I won’t be content until I’ve earned the name!

Thanks

Bigjack,

Thank you so very much for your reply. You offer a special wisdom that only experience can provide. Your past sounds so much like what my son is living right now that it’s scary. My son is also the leader of a rock-n-roll band. They do mostly local gigs and parties. He also has had many girlfriends; fourteen or fifteen if I’m not mistaken. Fortunately, until now, they have all been his own age or a little younger.

I think you offer some good advice about letting the relationship end on it’s own. But on the other hand, as a parent I need to balance protecting my son from “danger” with letting him live his own life. If I were to interfere too much I’m afraid that like you, it may drive him further away from me and closer to her. He has always been somewhat obstinate and a bit of a knucklehead but at the same time very loving and generous. When dealing with him I’ve learned that when I tap into his loving and generous side I tend to get the behavoir I’m looking for. I think that’s the approach I need to take here.

Second born children have a unique lot in life. You’re right, we need these types to round out the face of humanity. Thanks again for sharing your personal perspective on the way my son is thinking and feeling. You have given me some valuable tools to use and things to ponder as I face this issue. Thanks.

1hunglow,

You have my sympathies on this one. And I am a parent of 4 boys.

Yes, it is very hard to balance that protective response we have as parents, with the knowledge that someday they willl be on their own.
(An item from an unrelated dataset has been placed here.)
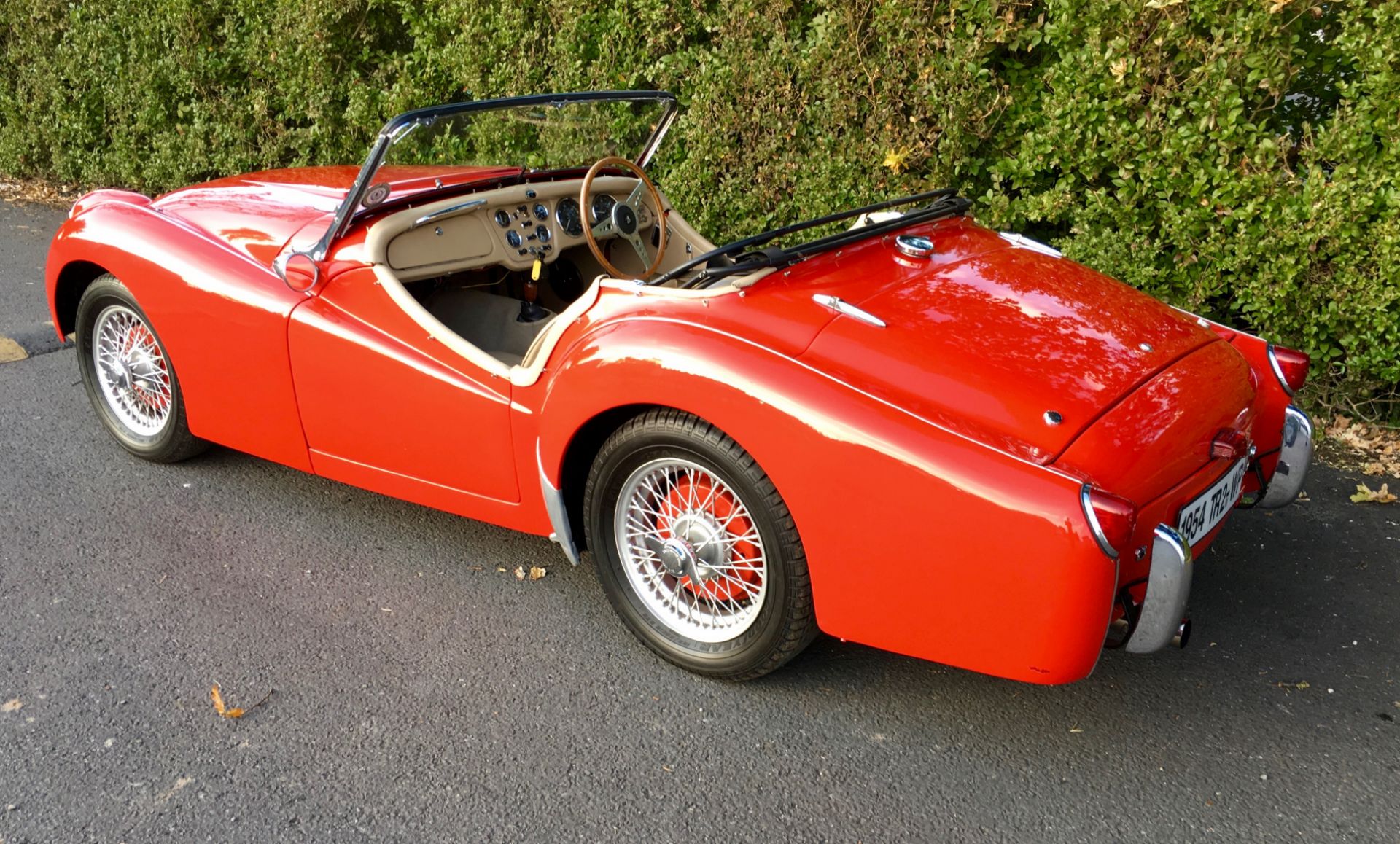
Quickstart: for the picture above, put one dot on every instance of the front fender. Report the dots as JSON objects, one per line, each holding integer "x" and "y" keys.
{"x": 919, "y": 541}
{"x": 222, "y": 316}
Hopefully we did our jobs well and they can survive in the world.

I would approach this situation in a manner of not parental guidance, but just as a good listener and find out 1) why is he interested in her, and 2) what his future plans are. At his age he should be thinking about college and beyond. Once you have the answers to that, then you can start guiding in a gentle manner in the direction he needs to be going in.

Young people that age are slowly spreading their wings and attempting flight. We as parents have to let the leash out some so they can try flying, but keeping enough reign pulled tight to keep them from hurting themselves. I, as a parent, would not confront the young lady, that would just drive your son further away and that isn’t your goal for him. If you come across as the parent, you will anger him. (Its too bad they don’t come with owners manuals, parenting would be easier then). Respect him as his own person and not as you said, living in the shadow of his older smarter brother. He isn’t his brother, he is himself. Treat him as such.
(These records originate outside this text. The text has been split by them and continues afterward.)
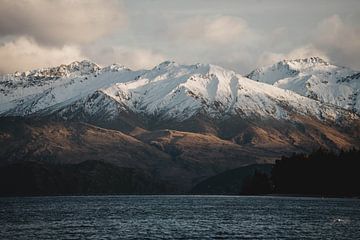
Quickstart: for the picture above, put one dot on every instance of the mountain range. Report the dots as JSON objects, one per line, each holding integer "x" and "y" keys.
{"x": 180, "y": 124}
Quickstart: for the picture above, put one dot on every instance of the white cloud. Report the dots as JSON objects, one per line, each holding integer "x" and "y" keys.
{"x": 340, "y": 40}
{"x": 23, "y": 54}
{"x": 213, "y": 30}
{"x": 60, "y": 22}
{"x": 134, "y": 58}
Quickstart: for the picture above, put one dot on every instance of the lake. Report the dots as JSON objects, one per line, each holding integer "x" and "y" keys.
{"x": 179, "y": 217}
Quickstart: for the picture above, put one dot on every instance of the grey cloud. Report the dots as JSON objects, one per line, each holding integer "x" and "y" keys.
{"x": 24, "y": 54}
{"x": 60, "y": 22}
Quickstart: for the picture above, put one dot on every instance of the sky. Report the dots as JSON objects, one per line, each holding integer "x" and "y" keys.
{"x": 236, "y": 34}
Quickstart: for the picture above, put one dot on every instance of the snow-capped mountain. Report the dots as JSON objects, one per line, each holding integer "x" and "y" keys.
{"x": 168, "y": 91}
{"x": 315, "y": 78}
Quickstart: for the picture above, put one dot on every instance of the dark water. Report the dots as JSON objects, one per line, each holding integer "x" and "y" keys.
{"x": 180, "y": 217}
As I said I am the mother of 4 boys, each their own person. And I treated them as such, there was no “cookie cutter” anything in my household. Three of the four have turned out to be wonderful men, the fourth, well he followed his own drummer so to speak (took after the first husband is what he did). And realize that no matter what the outcome is, you will always love him.

Good luck


sunny A day without sunshine is like a day without laughter :sun:

Sunshine Kid,

You also offer some excellent advice; finding out why he is interested in her and what his future plans are. Once a week, I pick up my sons (one at a time, of course) from school and take them to lunch. We usually have a good time talking and eating. During one of these lunches would be a good time to talk over this issue.

I understand their need for independence. It wasn’t that long ago I was a teenager and couldn’t wait to get out of the house. I am actually looking forward to seeing them grow up and move on. I am enjoying watching them turn from boys into young men. I try to affirm each of them as valuable and worthwhile people. I tell them everyday that I love them. That’s something I NEVER heard growing up. Even now my parents have little to do with me. Hell, I didn’t even I didn’t even get a Christmas card from them. But that’s a whole different issue.

Anyways, because of the dysfunctional way I was brought up it has made me even more determined to do it right. I do my best to make sure my sons are treated fairly and equally but recognizing their individual differences. I apologize when I’m wrong and try not to gloat when I’m right. Like you said Sunshine, I wish our kids came with owner’s manuals. It would have made it a whole lot easier. Thanks again.